Documents reveal Japanese atrocities
A TOTAL of 89 wartime documents made public yesterday show details of Japanese atrocities committed in China during World War II.
The files, once kept by the invading Japanese army in northeast China, are a response to Japan’s right-wing politicians’ denial of Japan’s wartime crimes in China.
The documents represent only a small portion of the nearly 100,000 wartime Japanese files retrieved underground during construction work in the early 1950s, said Yin Huai, president of the Jilin Provincial Archives in Changchun, capital of Jilin Province.
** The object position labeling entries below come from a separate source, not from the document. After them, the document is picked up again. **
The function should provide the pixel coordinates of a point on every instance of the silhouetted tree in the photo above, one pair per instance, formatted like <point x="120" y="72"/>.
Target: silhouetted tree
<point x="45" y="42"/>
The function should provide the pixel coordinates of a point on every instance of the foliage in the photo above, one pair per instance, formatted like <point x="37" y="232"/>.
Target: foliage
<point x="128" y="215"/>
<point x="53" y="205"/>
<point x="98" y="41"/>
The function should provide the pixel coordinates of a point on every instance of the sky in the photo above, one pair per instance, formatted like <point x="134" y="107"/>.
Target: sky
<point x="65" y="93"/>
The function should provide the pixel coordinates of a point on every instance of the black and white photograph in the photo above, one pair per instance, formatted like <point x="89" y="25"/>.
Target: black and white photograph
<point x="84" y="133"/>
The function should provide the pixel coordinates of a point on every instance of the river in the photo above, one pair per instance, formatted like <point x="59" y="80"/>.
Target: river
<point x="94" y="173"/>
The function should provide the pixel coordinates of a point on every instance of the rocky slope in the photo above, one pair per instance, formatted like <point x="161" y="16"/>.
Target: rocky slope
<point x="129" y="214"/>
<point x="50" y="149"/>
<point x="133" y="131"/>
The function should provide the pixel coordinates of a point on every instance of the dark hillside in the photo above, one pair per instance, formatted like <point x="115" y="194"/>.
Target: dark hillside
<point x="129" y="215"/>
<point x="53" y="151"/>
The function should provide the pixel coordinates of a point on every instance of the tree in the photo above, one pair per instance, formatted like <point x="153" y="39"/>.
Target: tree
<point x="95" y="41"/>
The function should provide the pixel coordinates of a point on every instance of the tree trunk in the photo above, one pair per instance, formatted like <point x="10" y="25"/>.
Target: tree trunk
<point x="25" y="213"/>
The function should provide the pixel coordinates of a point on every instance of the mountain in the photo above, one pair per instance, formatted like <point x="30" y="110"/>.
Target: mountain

Ninety percent of the files are in Japanese.
The invading troops buried some of their archives while fleeing Changchun, the then “capital” of the puppet Manchu State, in wake of a war with the Soviet Union, as they had no time to burn the documents.
Twenty-five files revealed conditions at some “comfort stations,” including ratios between Japanese soldiers and “comfort women” and details of gruesome rapes.
The files also showed that the Japanese troops used “public money,” evidence of organized activities, when setting up “comfort stations” and abducting and trafficking Chinese women and forcing them into sex slavery.
Among six other documents, there are Japanese newspapers published on December 23, 1937 depicting gruesome killings during the Nanjing Massacre. The newspaper reported that Japanese invaders killed 85,000 people within three days.
Japanese soldiers wrote about troops raping local women. “Japanese armies raped tens of thousands of women in Nanjing, including a 12-year-old girl, and many were even killed thereafter. The crimes were appalling,” said one letter.